The partnership between the soil and the roots needs healthy biology in the soil. Healthy soil contains organic matter from dead leaves, dead roots and dead animals. This dead organic matter is decomposed by nature, by the life in the soil to become humus.

The humus provides a lot of food for the life in the soil and the soil retains a lot of carbon dioxide.

Many years of chemical fertilizer use have led to the disappearance of humus from farmland.

You can think of humus as the battery of soil. It’s where the energy that life in the soil needs to do its work is stored.

Without the humus it is almost impossible to achieve a natural restoration of the soil.

For a long time it has been believed that nitrate fertilizers activate life in the soil, as more bacteria can grow.

But to maintain the carbon and nitrogen balance they are forced to consume more organic material, which then enters the atmosphere as carbon dioxide.

The symbiosis between the plant fungus and the bacteria is not only an excellent partnership, it is absolutely necessary.

Without these organic matter converters we would all be lost in tons of organic matter.
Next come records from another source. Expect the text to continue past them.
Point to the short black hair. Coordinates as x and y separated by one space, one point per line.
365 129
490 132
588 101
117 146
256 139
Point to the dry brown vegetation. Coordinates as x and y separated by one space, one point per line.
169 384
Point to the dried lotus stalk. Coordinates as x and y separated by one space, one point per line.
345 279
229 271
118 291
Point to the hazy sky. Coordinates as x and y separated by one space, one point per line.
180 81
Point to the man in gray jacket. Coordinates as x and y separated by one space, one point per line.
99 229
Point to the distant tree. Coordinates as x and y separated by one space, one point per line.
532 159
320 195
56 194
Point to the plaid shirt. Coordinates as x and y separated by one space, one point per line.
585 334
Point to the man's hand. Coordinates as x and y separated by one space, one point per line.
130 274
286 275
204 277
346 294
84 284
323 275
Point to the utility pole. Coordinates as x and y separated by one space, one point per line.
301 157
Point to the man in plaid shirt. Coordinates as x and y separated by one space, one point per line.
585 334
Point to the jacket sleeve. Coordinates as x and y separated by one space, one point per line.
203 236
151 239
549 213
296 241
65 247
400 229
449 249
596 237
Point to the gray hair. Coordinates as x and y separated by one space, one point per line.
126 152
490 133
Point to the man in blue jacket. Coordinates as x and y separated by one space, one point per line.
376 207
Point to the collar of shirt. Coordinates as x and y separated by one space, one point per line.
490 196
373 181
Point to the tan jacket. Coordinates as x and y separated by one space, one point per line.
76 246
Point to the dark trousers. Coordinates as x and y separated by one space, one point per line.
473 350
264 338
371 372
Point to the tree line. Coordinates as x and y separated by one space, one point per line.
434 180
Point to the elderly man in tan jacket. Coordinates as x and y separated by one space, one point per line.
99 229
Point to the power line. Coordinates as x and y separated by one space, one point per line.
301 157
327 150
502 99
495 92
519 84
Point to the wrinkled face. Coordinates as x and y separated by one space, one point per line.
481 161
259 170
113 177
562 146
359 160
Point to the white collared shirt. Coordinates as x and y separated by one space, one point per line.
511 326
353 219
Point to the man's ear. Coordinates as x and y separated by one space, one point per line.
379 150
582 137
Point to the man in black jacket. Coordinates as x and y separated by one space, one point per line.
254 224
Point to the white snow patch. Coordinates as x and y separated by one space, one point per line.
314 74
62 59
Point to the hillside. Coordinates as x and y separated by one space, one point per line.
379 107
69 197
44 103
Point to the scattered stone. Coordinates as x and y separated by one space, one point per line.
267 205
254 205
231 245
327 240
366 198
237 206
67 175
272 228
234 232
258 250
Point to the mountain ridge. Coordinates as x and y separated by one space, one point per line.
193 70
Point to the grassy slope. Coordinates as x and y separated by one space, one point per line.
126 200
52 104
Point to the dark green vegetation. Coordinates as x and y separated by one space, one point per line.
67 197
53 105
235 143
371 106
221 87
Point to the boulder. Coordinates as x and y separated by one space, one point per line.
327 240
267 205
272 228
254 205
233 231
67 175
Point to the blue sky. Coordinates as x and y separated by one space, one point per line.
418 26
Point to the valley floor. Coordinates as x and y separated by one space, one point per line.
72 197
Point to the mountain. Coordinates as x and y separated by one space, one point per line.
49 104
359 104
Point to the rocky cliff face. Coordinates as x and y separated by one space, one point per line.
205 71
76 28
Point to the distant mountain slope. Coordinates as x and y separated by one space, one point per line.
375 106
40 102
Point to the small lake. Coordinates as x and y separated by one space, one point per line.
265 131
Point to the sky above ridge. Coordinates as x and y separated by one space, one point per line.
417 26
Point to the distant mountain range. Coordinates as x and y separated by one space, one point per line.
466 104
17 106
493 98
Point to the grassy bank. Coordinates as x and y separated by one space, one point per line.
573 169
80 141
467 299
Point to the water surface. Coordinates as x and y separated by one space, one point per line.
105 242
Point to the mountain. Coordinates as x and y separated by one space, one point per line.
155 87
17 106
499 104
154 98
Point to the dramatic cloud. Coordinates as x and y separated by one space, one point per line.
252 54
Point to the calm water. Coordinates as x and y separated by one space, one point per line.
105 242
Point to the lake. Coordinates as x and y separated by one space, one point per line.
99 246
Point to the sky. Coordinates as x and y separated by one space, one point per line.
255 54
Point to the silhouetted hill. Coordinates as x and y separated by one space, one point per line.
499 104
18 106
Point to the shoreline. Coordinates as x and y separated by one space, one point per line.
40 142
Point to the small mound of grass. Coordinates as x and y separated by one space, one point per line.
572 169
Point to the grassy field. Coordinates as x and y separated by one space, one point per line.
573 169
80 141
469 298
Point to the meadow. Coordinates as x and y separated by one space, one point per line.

Going back to the question we asked earlier about how we can improve the soil we grow, the answer must be that ultimately plants improve the soil themselves.

They do it through the symbiosis between plants, bacteria and fungi. Plants are in fact the only soil conditioners.

We can see a clear difference between two absorption systems without and with microrhiza fungus.

The plant on the left is completely dependent on the pH value in the soil for access to minerals.

The plant on the right has roots that can ideally self-regulate the pH level through the micorhiza fungus. This results in a healthier uptake that works perfectly with organic fertilizers.

Using this natural system we will achieve healthy soils and then healthy plants that can produce healthy fruits and vegetables. The way we treat our soil has a direct impact on our carbon emissions and the nutritional value of our food.